Sienten que ahora es otra cosa, tanto porque el momento cambió y el líder se afirmó, como porque en el turno parlamentario los electores se toman este tipo de licencia. Siguen relacionados políticamente y creen que ahora será, al fin, un buen momento para asomar la cabeza. Motivo por el cual no están en condiciones de entregarle a nadie la oportunidad en bandeja: sobrevendrán, en consecuencia, diferencias. Y si no se ponen de acuerdo a nivel nacional, como no parece ser el caso hasta ahora, será imposible que lo hagan sólo en San Juan.

Espert es el mejor organizado con su gente en San Juan, aún está latente la estructura que armó el año pasado. Pero también están los militantes de Gómez Centurión esperando novedades desde su partido NOS. El presidencial tuvo por algunos días a una sanjuanina, Paola Miers, como su postulante a vice. Luego se inclinó por Cintia Hotton, pero Miers y su gente sigue firmes con el estandarte.

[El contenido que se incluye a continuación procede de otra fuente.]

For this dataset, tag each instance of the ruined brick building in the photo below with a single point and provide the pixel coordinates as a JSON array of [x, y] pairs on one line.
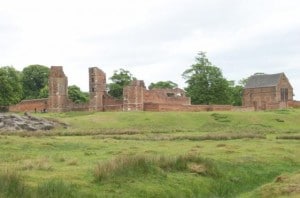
[[261, 92], [135, 96], [268, 91]]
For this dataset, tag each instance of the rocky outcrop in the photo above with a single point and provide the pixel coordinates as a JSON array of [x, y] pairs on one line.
[[14, 122]]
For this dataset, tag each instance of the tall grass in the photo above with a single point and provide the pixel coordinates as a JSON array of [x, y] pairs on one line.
[[142, 165], [11, 185]]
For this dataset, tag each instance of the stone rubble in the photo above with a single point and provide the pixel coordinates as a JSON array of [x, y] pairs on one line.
[[15, 122]]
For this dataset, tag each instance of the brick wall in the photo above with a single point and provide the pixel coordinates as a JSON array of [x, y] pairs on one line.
[[58, 90], [97, 84], [166, 96], [294, 104], [37, 105], [187, 108], [112, 104]]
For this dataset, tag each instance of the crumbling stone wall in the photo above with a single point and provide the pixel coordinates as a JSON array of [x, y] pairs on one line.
[[58, 90], [166, 96], [133, 96], [97, 82], [263, 98]]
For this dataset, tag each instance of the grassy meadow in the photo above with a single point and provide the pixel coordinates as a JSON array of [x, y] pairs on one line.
[[155, 154]]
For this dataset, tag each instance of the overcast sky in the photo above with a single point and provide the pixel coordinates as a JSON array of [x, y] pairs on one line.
[[154, 39]]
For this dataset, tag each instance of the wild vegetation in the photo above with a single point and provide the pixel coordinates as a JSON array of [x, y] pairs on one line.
[[151, 154]]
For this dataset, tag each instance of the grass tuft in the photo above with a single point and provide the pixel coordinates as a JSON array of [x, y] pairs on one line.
[[11, 185], [289, 137], [143, 165]]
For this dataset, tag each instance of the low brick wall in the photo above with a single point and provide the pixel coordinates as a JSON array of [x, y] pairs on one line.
[[243, 108], [36, 105], [187, 108], [294, 104], [112, 104]]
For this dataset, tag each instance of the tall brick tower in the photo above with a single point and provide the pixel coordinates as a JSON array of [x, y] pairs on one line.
[[133, 95], [58, 90], [97, 89]]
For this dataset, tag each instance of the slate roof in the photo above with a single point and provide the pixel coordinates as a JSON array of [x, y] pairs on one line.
[[263, 80]]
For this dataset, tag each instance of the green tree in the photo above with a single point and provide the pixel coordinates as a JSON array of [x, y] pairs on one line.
[[206, 84], [76, 95], [10, 86], [120, 79], [163, 85], [34, 78]]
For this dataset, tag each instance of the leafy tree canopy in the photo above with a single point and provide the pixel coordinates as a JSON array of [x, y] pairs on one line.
[[34, 78], [76, 95], [10, 86], [163, 85], [206, 84], [120, 79]]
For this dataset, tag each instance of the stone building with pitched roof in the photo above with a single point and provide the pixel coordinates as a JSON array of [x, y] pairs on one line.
[[267, 91]]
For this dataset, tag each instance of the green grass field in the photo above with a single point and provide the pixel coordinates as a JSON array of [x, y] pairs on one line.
[[155, 154]]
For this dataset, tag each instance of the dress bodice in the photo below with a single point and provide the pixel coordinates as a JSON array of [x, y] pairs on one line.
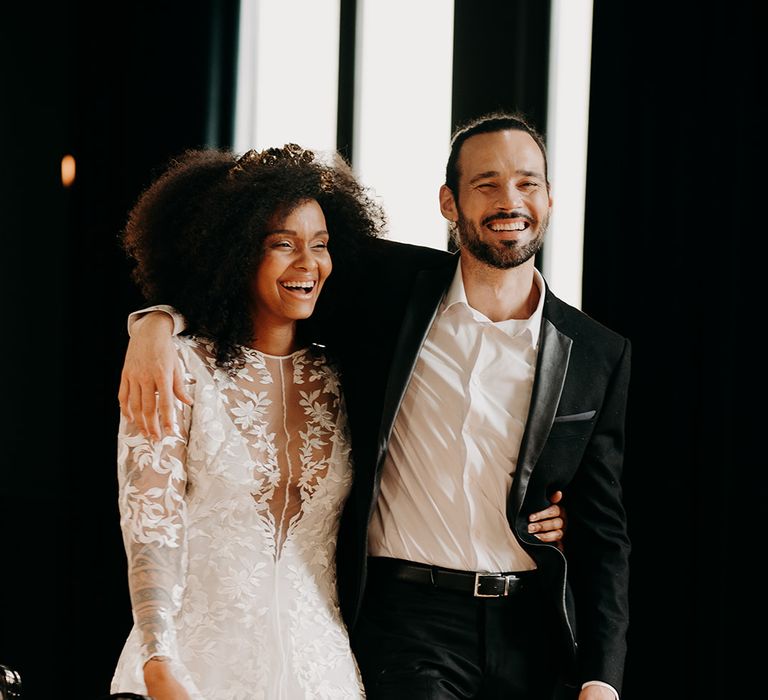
[[230, 529]]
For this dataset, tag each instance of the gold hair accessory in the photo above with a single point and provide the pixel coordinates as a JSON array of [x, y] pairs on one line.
[[291, 154]]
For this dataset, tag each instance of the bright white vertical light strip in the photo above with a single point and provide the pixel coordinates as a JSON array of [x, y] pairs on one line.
[[402, 127], [567, 131], [288, 74]]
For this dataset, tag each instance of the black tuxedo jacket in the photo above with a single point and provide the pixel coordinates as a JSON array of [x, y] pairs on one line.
[[376, 318]]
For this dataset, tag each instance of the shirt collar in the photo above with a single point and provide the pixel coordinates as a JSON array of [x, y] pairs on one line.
[[457, 295]]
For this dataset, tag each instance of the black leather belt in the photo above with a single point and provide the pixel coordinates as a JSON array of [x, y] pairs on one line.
[[478, 584]]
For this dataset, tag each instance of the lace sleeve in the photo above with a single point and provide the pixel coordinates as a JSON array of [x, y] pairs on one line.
[[151, 486]]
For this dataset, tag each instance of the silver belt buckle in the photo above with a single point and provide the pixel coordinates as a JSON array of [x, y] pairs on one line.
[[490, 595]]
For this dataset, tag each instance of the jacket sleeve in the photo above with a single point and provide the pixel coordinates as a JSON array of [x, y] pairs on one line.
[[597, 543]]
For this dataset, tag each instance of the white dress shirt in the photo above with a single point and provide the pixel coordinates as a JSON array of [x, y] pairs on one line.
[[455, 442]]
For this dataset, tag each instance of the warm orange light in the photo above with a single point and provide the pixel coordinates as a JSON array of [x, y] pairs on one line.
[[67, 170]]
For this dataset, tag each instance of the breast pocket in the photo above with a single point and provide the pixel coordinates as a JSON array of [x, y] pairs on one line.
[[572, 424]]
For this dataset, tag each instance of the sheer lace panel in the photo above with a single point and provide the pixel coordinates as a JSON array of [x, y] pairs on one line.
[[286, 408]]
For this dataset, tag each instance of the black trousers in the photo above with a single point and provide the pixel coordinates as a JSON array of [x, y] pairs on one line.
[[417, 642]]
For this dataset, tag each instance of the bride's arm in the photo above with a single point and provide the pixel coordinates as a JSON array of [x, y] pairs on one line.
[[151, 375]]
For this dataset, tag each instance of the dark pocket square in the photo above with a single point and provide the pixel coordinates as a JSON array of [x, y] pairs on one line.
[[570, 418]]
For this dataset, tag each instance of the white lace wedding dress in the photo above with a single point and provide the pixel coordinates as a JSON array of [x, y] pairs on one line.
[[230, 533]]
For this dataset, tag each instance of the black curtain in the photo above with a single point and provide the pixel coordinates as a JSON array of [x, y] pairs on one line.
[[674, 223]]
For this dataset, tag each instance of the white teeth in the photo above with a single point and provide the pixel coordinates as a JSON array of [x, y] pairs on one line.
[[509, 226], [298, 285]]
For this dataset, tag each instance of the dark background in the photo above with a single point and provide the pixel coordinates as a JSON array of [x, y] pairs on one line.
[[673, 259]]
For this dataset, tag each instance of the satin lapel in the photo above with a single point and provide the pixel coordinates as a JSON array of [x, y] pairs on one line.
[[428, 290], [551, 369]]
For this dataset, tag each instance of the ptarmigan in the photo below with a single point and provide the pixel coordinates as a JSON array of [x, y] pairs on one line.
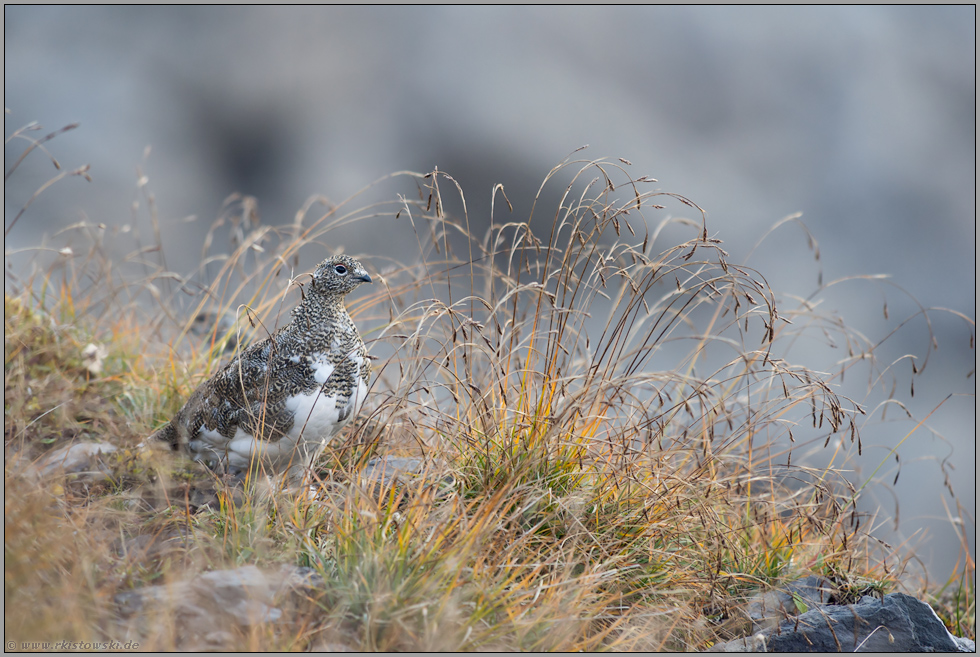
[[280, 400]]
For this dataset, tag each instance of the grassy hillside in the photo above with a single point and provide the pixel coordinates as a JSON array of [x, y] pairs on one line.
[[605, 421]]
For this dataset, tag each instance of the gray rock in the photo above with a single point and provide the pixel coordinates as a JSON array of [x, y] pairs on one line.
[[965, 645], [210, 607], [754, 643], [82, 461], [897, 623], [768, 609]]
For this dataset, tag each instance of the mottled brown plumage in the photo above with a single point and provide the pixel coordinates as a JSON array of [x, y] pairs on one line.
[[281, 399]]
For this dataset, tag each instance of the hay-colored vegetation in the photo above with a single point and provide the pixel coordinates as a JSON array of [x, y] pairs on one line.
[[607, 421]]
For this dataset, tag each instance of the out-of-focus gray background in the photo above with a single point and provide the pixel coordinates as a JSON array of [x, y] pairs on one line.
[[863, 119]]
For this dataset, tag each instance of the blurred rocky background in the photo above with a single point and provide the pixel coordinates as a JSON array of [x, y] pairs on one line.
[[861, 118]]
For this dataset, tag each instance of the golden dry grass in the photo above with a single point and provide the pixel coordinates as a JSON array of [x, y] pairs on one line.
[[607, 423]]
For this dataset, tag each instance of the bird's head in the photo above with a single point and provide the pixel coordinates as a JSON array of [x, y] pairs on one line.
[[338, 275]]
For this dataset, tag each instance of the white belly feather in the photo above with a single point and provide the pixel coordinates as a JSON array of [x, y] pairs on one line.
[[317, 418]]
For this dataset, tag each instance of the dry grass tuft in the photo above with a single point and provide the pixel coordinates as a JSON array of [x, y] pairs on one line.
[[614, 444]]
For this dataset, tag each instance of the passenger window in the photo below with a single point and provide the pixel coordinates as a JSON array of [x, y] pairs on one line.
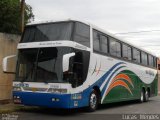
[[104, 44], [126, 52], [150, 61], [136, 55], [96, 41], [115, 47], [82, 34], [144, 58]]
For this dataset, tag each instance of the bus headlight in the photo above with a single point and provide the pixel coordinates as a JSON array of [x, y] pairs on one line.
[[17, 88], [53, 90]]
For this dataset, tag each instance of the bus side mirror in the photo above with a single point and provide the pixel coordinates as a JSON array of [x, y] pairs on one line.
[[66, 58], [9, 64]]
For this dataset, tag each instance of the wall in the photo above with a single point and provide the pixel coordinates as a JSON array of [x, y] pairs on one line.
[[8, 45]]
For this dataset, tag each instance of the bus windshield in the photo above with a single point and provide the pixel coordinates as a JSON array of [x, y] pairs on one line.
[[41, 64], [47, 32], [74, 31]]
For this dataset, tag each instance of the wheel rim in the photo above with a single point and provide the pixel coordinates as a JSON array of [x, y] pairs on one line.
[[93, 100]]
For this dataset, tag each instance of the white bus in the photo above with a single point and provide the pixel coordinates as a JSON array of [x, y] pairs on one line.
[[72, 64]]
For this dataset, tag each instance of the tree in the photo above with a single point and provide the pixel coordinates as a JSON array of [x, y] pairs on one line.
[[10, 15]]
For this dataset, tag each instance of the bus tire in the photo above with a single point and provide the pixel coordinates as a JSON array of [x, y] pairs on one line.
[[146, 97], [142, 97], [93, 101]]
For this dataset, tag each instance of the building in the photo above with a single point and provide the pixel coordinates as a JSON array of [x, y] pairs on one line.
[[8, 46]]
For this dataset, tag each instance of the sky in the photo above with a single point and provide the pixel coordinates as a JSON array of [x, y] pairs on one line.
[[135, 21]]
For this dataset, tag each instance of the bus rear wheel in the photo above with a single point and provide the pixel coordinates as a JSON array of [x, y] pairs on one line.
[[93, 101]]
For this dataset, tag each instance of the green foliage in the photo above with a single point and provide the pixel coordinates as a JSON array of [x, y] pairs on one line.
[[10, 15]]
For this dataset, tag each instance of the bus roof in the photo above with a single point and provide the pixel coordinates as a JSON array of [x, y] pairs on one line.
[[94, 27]]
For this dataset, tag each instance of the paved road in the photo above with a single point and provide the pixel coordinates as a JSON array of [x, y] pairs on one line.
[[116, 111]]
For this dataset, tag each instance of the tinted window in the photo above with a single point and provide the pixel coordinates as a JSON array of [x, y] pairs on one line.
[[82, 34], [126, 52], [103, 44], [48, 32], [136, 55], [144, 58], [154, 62], [96, 41], [150, 60], [115, 47]]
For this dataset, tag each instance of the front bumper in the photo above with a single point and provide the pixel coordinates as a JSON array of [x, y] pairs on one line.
[[43, 99], [47, 100]]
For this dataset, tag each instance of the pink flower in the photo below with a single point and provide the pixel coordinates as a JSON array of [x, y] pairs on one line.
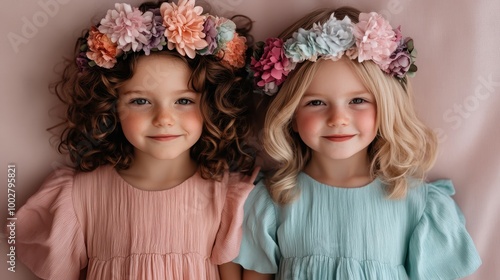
[[234, 54], [400, 64], [127, 26], [184, 27], [272, 67], [375, 39], [101, 49]]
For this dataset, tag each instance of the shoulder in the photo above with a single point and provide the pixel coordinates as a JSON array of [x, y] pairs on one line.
[[429, 196]]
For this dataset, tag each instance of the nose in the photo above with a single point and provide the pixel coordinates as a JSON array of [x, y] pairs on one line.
[[338, 117], [164, 117]]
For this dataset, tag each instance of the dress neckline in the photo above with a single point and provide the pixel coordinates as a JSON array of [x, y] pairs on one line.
[[129, 186], [375, 182]]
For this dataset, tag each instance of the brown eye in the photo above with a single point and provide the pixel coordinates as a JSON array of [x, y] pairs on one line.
[[139, 101], [184, 101]]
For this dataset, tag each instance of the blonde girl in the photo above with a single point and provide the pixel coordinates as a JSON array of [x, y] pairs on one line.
[[346, 199]]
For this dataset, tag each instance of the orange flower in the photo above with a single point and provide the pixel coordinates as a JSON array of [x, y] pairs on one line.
[[234, 54], [101, 50], [184, 27]]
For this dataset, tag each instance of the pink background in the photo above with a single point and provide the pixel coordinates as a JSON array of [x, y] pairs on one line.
[[457, 92]]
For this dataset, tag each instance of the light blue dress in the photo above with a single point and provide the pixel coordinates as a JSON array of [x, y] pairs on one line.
[[357, 233]]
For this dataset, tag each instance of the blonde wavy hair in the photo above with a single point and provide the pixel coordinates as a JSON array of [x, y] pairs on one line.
[[403, 148]]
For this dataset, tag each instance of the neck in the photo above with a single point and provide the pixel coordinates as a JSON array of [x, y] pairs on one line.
[[348, 173], [149, 173]]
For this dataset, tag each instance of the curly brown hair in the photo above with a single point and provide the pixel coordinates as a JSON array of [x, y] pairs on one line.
[[92, 134]]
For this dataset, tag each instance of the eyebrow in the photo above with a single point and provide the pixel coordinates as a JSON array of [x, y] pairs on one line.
[[177, 92], [314, 94]]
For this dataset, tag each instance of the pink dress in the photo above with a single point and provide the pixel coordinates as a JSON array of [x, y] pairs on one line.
[[97, 220]]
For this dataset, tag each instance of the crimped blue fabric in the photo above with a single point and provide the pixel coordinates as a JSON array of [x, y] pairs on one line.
[[357, 233]]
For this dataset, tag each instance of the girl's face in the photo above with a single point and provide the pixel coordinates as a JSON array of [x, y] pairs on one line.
[[159, 114], [336, 117]]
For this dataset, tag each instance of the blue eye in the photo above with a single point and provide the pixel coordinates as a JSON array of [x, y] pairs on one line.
[[315, 103], [357, 101], [139, 101], [184, 101]]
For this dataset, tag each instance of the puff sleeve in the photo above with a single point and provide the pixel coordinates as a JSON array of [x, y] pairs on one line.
[[440, 247], [228, 239], [259, 248], [49, 239]]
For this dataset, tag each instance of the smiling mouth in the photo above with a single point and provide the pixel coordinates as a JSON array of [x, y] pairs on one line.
[[339, 138], [163, 137]]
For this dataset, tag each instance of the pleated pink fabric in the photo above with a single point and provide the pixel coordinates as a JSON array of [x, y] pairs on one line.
[[97, 220]]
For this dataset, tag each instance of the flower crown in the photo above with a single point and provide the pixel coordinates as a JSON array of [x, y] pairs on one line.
[[372, 38], [181, 26]]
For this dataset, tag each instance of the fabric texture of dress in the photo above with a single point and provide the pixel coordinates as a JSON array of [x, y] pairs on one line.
[[99, 221], [357, 233]]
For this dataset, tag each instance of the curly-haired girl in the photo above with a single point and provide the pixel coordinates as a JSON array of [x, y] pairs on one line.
[[161, 168], [347, 198]]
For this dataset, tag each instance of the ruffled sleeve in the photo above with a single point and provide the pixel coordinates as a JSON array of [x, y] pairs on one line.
[[228, 239], [49, 240], [259, 248], [440, 247]]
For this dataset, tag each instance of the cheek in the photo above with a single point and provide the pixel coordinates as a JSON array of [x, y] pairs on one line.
[[307, 123], [193, 120], [130, 123], [367, 121]]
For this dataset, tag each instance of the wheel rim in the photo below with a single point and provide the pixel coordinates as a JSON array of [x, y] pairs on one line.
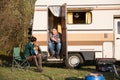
[[74, 61]]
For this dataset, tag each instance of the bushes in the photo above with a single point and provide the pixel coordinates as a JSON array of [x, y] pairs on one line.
[[15, 16]]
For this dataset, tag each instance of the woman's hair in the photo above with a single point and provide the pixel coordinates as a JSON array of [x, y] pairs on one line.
[[32, 39]]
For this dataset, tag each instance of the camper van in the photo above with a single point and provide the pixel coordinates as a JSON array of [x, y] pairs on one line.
[[90, 29]]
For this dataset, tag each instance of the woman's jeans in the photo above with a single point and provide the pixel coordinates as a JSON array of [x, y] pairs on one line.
[[54, 46]]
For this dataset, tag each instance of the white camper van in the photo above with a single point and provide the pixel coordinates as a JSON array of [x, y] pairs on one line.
[[90, 29]]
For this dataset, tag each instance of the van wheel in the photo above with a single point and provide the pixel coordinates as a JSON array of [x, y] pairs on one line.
[[73, 61]]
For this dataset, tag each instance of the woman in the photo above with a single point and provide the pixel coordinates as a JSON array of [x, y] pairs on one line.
[[31, 55]]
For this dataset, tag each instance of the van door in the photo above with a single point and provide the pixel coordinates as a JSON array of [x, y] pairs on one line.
[[117, 38], [64, 30]]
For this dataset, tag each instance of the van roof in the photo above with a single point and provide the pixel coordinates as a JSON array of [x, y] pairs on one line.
[[77, 2]]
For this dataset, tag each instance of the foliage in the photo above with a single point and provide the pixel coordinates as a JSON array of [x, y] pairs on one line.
[[15, 16]]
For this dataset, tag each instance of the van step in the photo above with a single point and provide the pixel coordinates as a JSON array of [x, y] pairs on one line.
[[54, 59]]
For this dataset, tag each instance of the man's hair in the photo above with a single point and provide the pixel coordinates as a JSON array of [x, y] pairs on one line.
[[32, 39]]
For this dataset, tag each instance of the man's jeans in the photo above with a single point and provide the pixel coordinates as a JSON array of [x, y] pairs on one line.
[[54, 46]]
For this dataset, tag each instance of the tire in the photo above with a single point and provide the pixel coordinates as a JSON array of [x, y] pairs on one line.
[[74, 60]]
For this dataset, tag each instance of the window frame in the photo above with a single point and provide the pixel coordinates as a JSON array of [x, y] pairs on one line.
[[69, 10]]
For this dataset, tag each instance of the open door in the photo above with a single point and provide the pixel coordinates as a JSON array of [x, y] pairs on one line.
[[117, 38], [64, 31], [57, 19]]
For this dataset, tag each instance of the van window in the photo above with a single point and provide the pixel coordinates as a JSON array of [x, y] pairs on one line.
[[79, 17]]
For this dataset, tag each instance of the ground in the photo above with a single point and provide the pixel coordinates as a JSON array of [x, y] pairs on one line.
[[53, 72]]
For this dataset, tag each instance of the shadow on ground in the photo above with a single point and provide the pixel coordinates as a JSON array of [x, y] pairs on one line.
[[73, 78]]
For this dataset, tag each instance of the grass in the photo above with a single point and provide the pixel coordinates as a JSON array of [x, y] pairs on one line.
[[50, 73]]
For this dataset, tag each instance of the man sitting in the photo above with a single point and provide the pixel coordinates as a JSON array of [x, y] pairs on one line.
[[54, 42]]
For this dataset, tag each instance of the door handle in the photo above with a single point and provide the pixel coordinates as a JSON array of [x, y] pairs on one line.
[[117, 38]]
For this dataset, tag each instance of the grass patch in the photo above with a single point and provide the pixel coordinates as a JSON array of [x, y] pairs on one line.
[[50, 73]]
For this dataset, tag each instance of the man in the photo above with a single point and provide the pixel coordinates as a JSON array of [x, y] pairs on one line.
[[31, 55], [54, 42]]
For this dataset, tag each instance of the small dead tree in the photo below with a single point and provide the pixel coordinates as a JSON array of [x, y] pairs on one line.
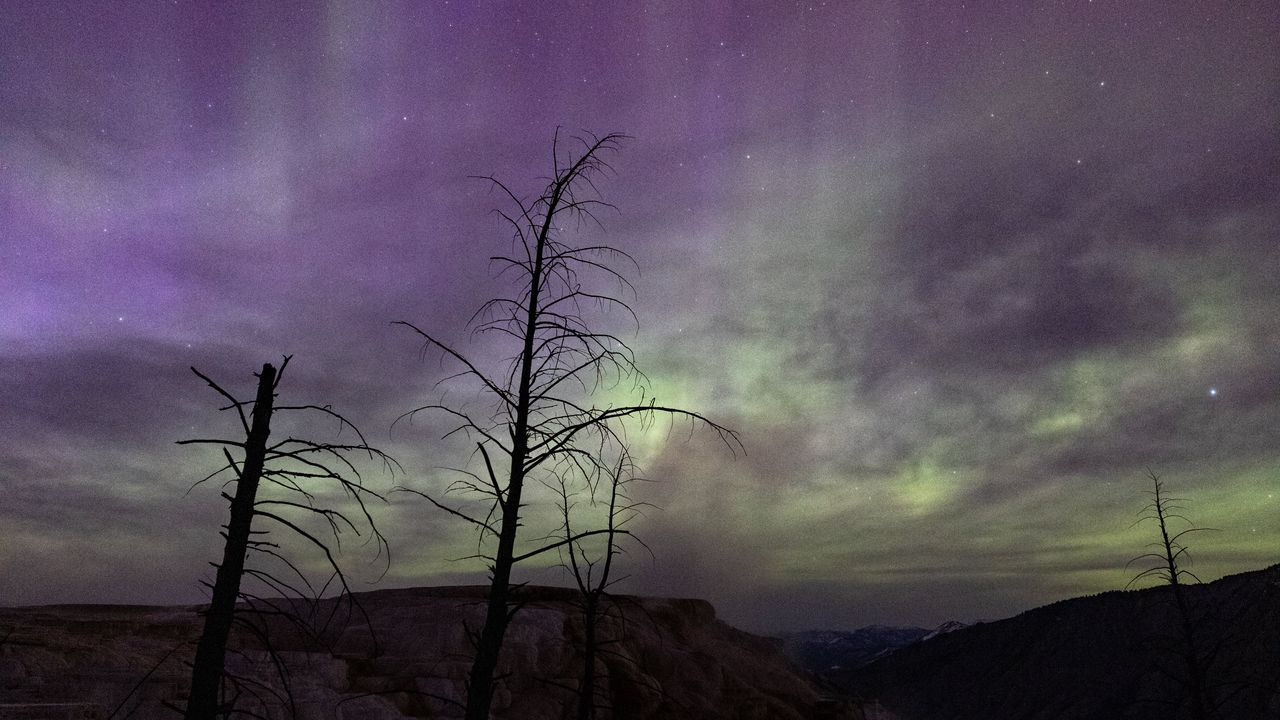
[[291, 465], [543, 422], [593, 573], [1168, 564]]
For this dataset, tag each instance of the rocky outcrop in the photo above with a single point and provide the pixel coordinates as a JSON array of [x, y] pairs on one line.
[[403, 654]]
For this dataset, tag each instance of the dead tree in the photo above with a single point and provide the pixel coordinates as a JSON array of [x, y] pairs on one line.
[[593, 573], [543, 422], [289, 465], [1168, 560]]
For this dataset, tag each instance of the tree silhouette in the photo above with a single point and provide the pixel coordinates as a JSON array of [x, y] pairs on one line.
[[593, 574], [1169, 560], [543, 423], [289, 465]]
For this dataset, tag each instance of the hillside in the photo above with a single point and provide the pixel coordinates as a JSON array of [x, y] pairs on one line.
[[672, 659], [1111, 655]]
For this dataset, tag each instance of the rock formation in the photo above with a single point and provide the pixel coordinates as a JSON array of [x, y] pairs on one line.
[[667, 659]]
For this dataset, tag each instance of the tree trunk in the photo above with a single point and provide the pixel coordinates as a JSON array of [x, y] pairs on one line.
[[206, 674], [586, 693]]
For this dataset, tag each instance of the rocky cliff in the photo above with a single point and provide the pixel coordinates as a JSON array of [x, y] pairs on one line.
[[402, 654]]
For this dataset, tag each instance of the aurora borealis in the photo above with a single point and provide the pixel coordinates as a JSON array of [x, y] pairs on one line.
[[959, 273]]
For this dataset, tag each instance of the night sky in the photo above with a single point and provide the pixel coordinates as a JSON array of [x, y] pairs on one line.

Miers es la militante antiabortista que entró al Hospital Rawson a intentar convencer a una menor que se hiciera un aborto permitido por la ley, lo que desencadenó una causa judicial aún en trámite. El reverdecimiento del tema en el debate político le dio envión: su electorado es el que más prioridad otorga a la militancia del pañuelo celeste.

Habrá que ver la decisión orgánica de Dignidad Ciudadana, clásica agrupación política sanjuanina que concentra a ese electorado, y que decidirá si apoya a alguna agrupación nacional o compite sola y espera algún llamado.

Y Milei, quien sabe lo que podrá alcanzar. Verdadero acertijo, puede salir tanto como un fenómeno incontenible como en un bluf. Falta tiempo para que madure, el histrionismo lo tiene y el público afecto a esas condiciones también: especialmente jóvenes libertarios que integran gruesas columnas en las marchas. Hubo hasta un aviso en las redes con un teléfono para sumarse a su grupo en San Juan, se verá como sigue.

Mientras, las marchas encienden motores. Por ahora, todos juntos y apuntando al mismo lado. De a poco, empiezan a aparecer comentarios entre las filas sobre los intereses de tal o cual, quien emerge encabezando, quien integrará qué lista. Cosas que pasan.